Piazza Armerina. Processo dirigente scolastico Giovanni Scollo, chiesta relazione ispettiva

giovanni scolloEnna. Ieri mattina, riprendendo l’udienza preliminare nel processo a carico di Giovanni Scollo, ex dirigente scolastico dell’Istituto tecnico per Geometri Leonardo da Vinci di Piazza Armerina, i due avvocato difensori Antonio Impellizzeri e Marco Di Dio Datola hanno chiesto ed ottenuto un supplemento nell’istruttoria. L’altro imputato di questa vicenda, il direttore amministrativo Giovanni Delle Cave, difeso dall’avvocato Giovanni Palermo, ha chiesto il patteggiamento ed è stato condannato a venti mesi di reclusione con la sospensione condizionale della pena. I due sono accusati di avere dilapidato con viaggi all’estero circa 300 mila euro in dieci anni, prelevando questi soldi dalle casse dell’Istituto con falsi mandati di pagamento. La Procura della Repubblica, dopo le denunce presentate, incaricò la squadra Mobile, diretta dal vice questore Giovanni Cuciti che a seguito dell’indagine della squadra mobile, sostenne che i due, in tempi diversi hanno sperperato molti soldi della scuola, effettuando viaggi all’estero ed andando a giocare nei casinò. Il Gup Vittorio La Placa è subentrato al giudice Elisabetta Mazza che ha ratificato il patteggiamento di Delle Cave, e si è fatta inviare una relazione ispettiva dell’Ufficio scolastico regionale, che presiede a tutte le scuole della Sicilia.

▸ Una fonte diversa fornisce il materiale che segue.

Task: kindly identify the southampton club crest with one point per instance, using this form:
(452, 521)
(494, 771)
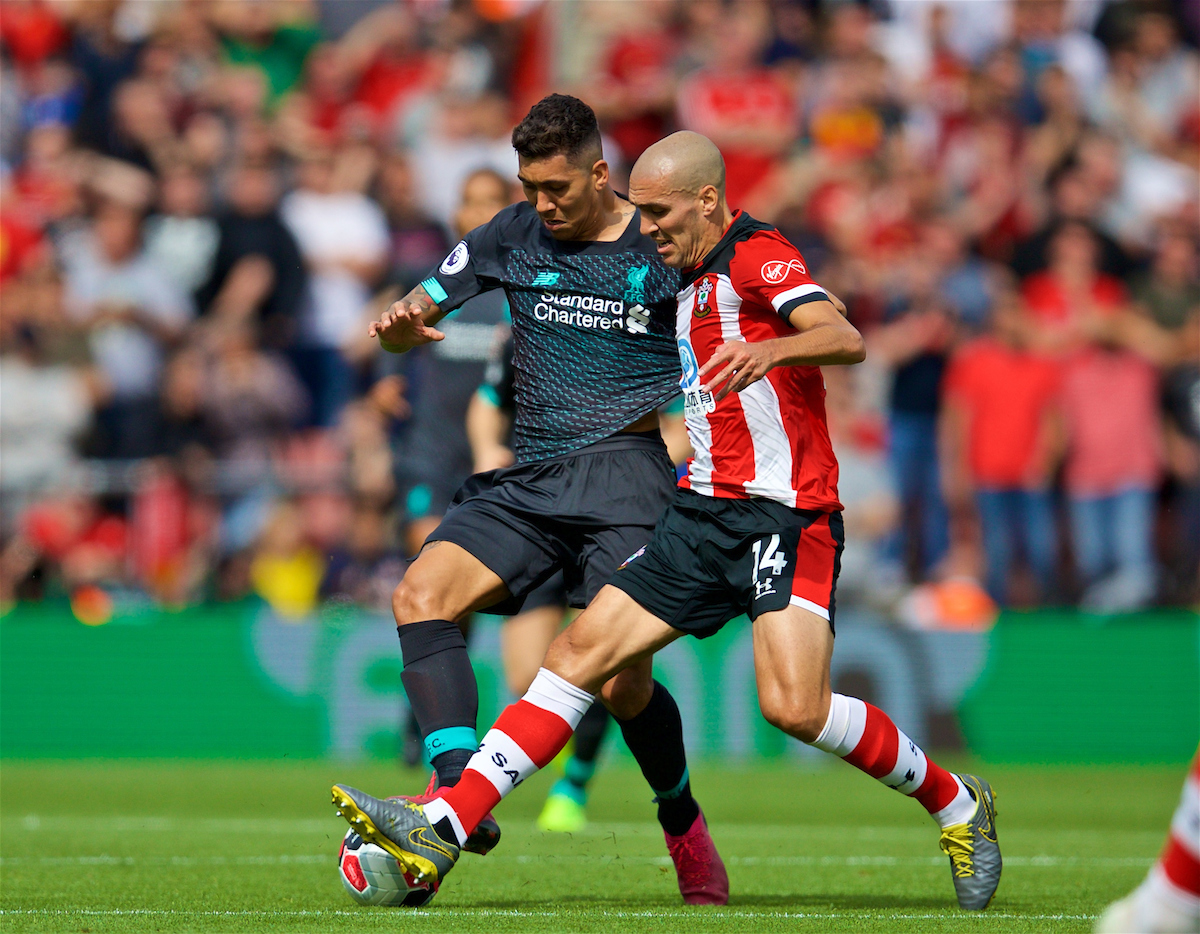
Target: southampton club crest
(703, 293)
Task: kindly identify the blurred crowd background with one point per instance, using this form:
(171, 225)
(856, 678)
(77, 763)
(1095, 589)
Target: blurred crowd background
(205, 202)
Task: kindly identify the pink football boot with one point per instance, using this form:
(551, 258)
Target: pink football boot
(702, 878)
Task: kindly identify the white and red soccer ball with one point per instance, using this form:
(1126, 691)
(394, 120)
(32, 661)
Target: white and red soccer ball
(372, 876)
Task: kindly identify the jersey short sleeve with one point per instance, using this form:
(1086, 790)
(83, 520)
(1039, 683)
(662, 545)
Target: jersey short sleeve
(471, 268)
(768, 270)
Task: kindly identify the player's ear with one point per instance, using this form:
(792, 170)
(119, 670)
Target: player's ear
(600, 174)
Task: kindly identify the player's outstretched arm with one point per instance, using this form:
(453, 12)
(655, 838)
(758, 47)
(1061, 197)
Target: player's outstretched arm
(408, 323)
(825, 337)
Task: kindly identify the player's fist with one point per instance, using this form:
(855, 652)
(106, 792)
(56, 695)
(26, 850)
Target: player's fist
(401, 328)
(733, 366)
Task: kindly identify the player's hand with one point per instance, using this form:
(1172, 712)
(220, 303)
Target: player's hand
(736, 365)
(401, 328)
(493, 459)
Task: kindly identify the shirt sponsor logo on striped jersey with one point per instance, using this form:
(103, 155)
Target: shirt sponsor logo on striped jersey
(777, 270)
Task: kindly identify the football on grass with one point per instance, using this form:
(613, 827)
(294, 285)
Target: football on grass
(372, 876)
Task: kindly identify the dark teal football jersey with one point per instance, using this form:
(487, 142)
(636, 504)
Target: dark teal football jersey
(593, 327)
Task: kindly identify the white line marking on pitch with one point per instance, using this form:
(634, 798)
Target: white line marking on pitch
(709, 916)
(1039, 862)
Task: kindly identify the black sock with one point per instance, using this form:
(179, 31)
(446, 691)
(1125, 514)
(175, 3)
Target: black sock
(442, 692)
(655, 738)
(589, 734)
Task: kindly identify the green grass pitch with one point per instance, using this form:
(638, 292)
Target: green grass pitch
(233, 846)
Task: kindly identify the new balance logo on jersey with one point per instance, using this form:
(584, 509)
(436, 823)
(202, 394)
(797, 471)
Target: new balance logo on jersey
(777, 270)
(635, 556)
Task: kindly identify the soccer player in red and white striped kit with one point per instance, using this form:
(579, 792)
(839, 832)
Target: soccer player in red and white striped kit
(755, 528)
(1168, 902)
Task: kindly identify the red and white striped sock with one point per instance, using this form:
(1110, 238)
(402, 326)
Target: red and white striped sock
(526, 737)
(1169, 899)
(865, 737)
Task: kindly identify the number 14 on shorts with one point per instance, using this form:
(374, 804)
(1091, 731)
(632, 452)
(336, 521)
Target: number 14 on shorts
(767, 557)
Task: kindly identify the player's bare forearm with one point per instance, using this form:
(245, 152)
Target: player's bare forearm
(825, 339)
(408, 323)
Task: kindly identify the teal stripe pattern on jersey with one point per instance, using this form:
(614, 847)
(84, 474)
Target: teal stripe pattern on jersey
(433, 289)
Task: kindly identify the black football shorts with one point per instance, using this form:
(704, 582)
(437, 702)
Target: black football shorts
(581, 514)
(713, 560)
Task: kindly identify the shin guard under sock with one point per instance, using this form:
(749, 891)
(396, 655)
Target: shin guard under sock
(442, 692)
(655, 738)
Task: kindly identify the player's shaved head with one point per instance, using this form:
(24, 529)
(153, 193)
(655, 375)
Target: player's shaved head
(679, 185)
(685, 161)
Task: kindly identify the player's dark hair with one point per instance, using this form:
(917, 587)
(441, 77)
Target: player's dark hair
(558, 124)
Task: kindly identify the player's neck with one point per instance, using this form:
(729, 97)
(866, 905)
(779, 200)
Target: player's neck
(715, 227)
(612, 216)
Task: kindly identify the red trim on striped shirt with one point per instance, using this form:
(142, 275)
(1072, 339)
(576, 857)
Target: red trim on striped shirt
(815, 555)
(1181, 867)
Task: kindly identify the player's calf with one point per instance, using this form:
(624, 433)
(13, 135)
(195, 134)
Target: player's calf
(797, 717)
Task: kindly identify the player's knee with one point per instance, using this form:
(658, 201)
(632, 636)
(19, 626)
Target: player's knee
(519, 680)
(793, 716)
(411, 603)
(625, 696)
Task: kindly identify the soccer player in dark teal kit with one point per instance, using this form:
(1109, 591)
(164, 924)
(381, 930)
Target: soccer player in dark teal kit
(594, 352)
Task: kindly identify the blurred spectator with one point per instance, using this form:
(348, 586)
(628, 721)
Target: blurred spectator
(171, 536)
(286, 569)
(418, 241)
(916, 337)
(635, 95)
(923, 155)
(1114, 444)
(1001, 438)
(343, 239)
(252, 400)
(461, 135)
(366, 568)
(47, 402)
(273, 37)
(183, 238)
(437, 456)
(867, 490)
(132, 313)
(253, 231)
(741, 106)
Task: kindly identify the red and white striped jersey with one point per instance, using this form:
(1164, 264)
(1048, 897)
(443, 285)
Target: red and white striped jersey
(771, 439)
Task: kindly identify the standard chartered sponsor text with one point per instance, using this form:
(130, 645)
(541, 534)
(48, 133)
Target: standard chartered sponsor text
(581, 311)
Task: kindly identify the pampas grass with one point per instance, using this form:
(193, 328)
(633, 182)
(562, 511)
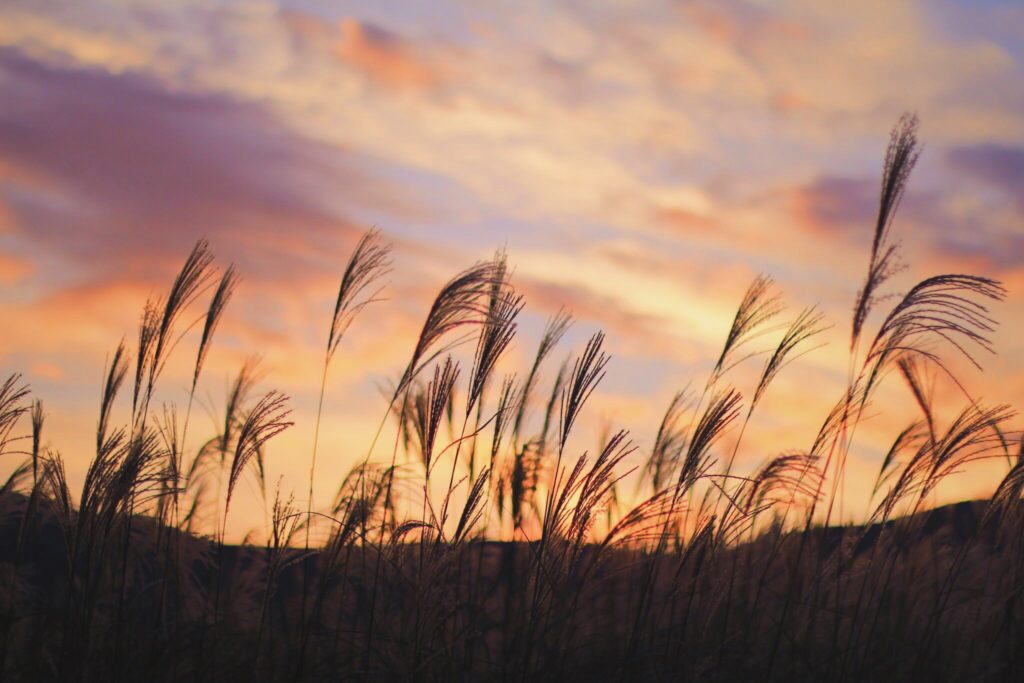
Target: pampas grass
(525, 560)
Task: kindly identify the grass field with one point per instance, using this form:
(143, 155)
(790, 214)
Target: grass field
(471, 541)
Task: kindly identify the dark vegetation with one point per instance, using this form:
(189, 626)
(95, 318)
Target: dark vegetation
(482, 545)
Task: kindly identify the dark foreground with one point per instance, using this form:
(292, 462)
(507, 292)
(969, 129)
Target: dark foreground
(929, 597)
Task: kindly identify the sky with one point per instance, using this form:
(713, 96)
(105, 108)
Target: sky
(640, 162)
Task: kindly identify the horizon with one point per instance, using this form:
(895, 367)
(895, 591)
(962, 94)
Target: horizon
(639, 168)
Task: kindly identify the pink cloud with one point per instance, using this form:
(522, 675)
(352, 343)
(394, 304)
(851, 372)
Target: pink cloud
(383, 56)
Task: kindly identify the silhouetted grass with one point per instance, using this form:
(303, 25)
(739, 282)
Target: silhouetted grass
(480, 545)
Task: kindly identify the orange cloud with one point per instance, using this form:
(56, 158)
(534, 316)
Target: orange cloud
(383, 56)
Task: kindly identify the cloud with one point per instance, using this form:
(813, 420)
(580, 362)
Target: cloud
(383, 56)
(120, 172)
(1000, 166)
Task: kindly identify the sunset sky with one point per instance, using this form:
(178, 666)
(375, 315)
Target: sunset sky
(641, 162)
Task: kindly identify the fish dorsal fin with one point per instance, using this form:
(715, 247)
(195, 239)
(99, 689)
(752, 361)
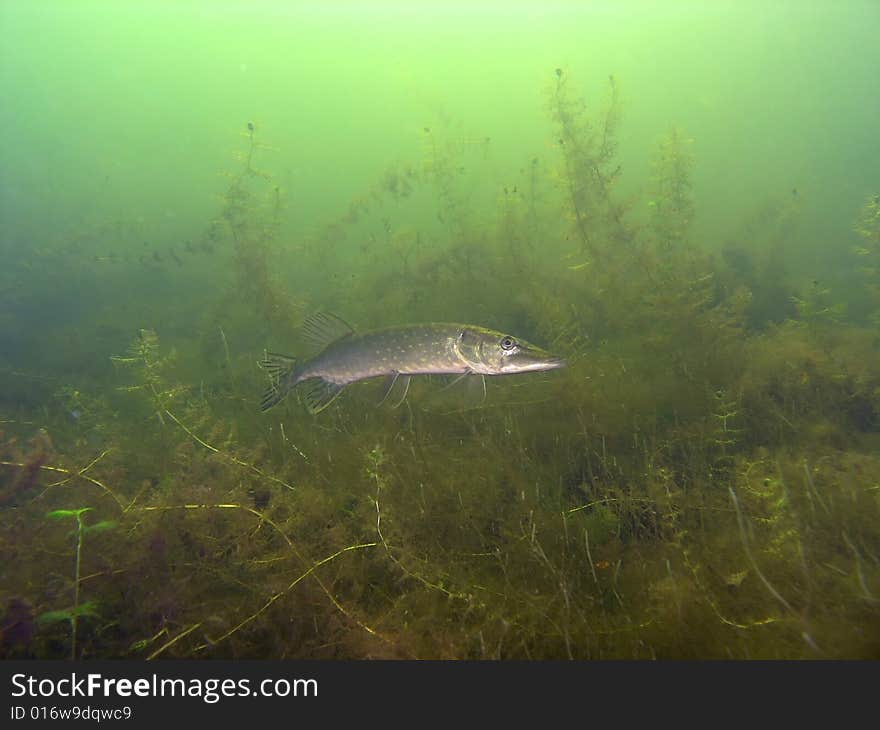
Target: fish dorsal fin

Giovanni Scollo si dice di essere innocente e di avere lui chiesto l’ispezione della contabilità dell’istituto perché aveva sentore che Giovanni Delle Cave avesse effettuato molte infrazioni, addirittura apponendo la firma falsa del dirigente scolastico. Pare che la relazione ispettiva si sia conclusa con la proposta di prendere provvedimenti nei confronti del direttore amministrativo, quindi Giovanni delle Cave, a firma di un funzionario ispettivo, si concluderebbe, secondo fonti di difesa, con la proposta di prendere provvedimenti per Delle Cave, dando, quindi, ragione ai difensori di Giovanni Scollo che sostengono la estraneità del loro assistito nel prelevare i soldi dalle casse dell’Istituto. Per questo motivo Impellizzeri e Di Dio Datola hanno chiesto un supplemento d’indagine per potere acquisire la relazione ispettiva. Il giudice La Placa ha accolto la richiesta, ed ha disposto che questi allegati vengano esibiti al giudice, e che arrivino in cancelleria entro il 30 marzo per essere a disposizione delle parti visto che poi il 17 aprile si riprende con la prosecuzione dell’udienza preliminare.